Friday, August 22, 2008

The Revenge of the Wasp

Recently, one day I noticed a yellow wasp, in the sitting room, that was making a beeline to the window opening towards the Park. Realising that the strayed insect wanted to go out I opened it to let it fly to the outside world. A day later the flight of the single wasp, of the other day, had had turned into a continuous flight like that the Berlin Air Bridge of the Cold War era.

The wasps showing the same single minded attitude to fly towards the window; single minded to the extent of totally ignoring my presence, possibly they realised that I was helping them to continue with their mission by repeatedly opening the window. However, I with the memory of an extremely painful sting from the past was not fooled by the Transport Aircraft like docile attitude of the insects. Uncomfortable and uneasy with the rapidly increasing, by the day, numbers in the flight, I commenced an extensive search of the house; the rooms, the kitchen, under and behind the furniture, albeit with little success in locating the home airfield, their own Air Port. In desperation I tried to be a bit adventurist and climbed on the unstable cushions of the sofa, still wobbling and trying to maintain balance, I pulled aside the curtain frill covering the pelmet. Lo and behold, what do I see, the home base, a medium size nest was cunningly hidden under the exit pipe of the Split AC. To my horror, the nest was swarming with wasps all over the combs of the nest.

The mystery of the unending flight to the world outside was now solved; it were the worker wasps out to collect food for the larva and material for extending the nest, leaving the queen in the nest to focus on reproduction. More than a bit shaken with the sight, a bit apprehensive and also not too sure of the reaction from the multitude crawling on the nest, I quickly picked up the Baygon Spray can for ‘flying insects’ and directed a long shot at the nest downing the Wasps on the nest, albeit not without a bit of remorse: after all they were doing what we all do, and that too peacefully; building a house and looking after the infants.

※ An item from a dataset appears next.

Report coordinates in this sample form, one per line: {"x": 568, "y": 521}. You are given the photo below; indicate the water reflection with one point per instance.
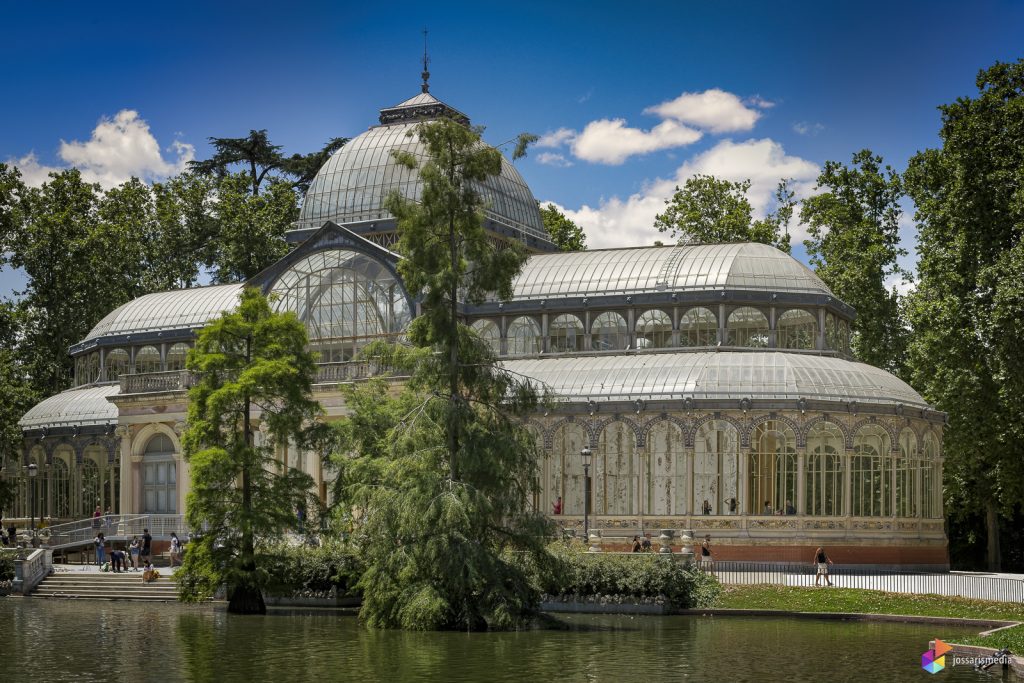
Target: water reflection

Following a quick Google search, and the memory of my earlier Sting, there was a warning on the net ‘no jerky movements’ ‘no bright colour clothes, I took preventive action, fearing the possibility of a mass attack from the workers to save their queen and the nest and the transport aircraft turning into Kamikaze fighters, with these precautions in hand and with the help of the maid the nest with the larva, the queen and any remaining wasps was soon disposed off.

Now at peace, I suddenly noticed a solitary Wasp buzzing near the window, though still chary and with the spray-can, as a precaution, in my hand I cautiously approached the window to let the wasp go free. However, it had a different plan. As I neared the window the wasp turned into the feared Kamikaze and dived with the my nose as its target letting go all the venom stored in his body and dropping dead in the process.

The suddenness of the attack and the excruciating pain from the sting resulted in my bifocals flying off and the can falling from my hand on the floor with a clatter. Possibly my red Tee Shirt combined with the jerky and cautious movements of my approach , more possibly the memory of mine with the Can in my hand identified me as a hostile target resulting in the attack on me , the perpetrator of the destruction of his nest and death of the siblings. In his death the wasp had had his revenge, though a victim, I cannot fail but admire it’s single mindedness.

Brig Lakshman Singh, VSM (Retd)

Kamikaze literally meaning "God-wind", "spirit-wind" or "divinity-wind"; common translation: "divine wind". Kamikaze is a word of Japanese origin, which in English usually refers to the suicide attacks by military aviators from the Empire of Japan, against Allied shipping, in the closing stages of the Pacific Campaigns of World War II, to destroy as many warships as possible.

On June 26, 1948, when the Berlin Airlift began, chances of success seemed slim and its significance was unclear. But it is now regarded as the first battle of the Cold War — one that marked the beginning of the end of the Soviet Union's European ambitions and to this day shapes the German view of the U.S. and Britain. The operation began after the Soviets blockaded West Berlin — an enclave inside Soviet-occupied eastern Germany — in an attempt to squeeze out the U.S., Britain and France. American, British, Canadian, Australian, New Zealand, and South African pilots flew some 278,000 flights to Berlin over a 15-month period, carrying about 2.3 million tons of food, coal, medicine and other supplies. Every 62 seconds a plane touched down, bringing coal, food, clothes, even materiel to build a new power plant in Berlin. The Air Bridge ended on September 30th, 1949, after Stalin accepted the fact that his plan had failed miserably.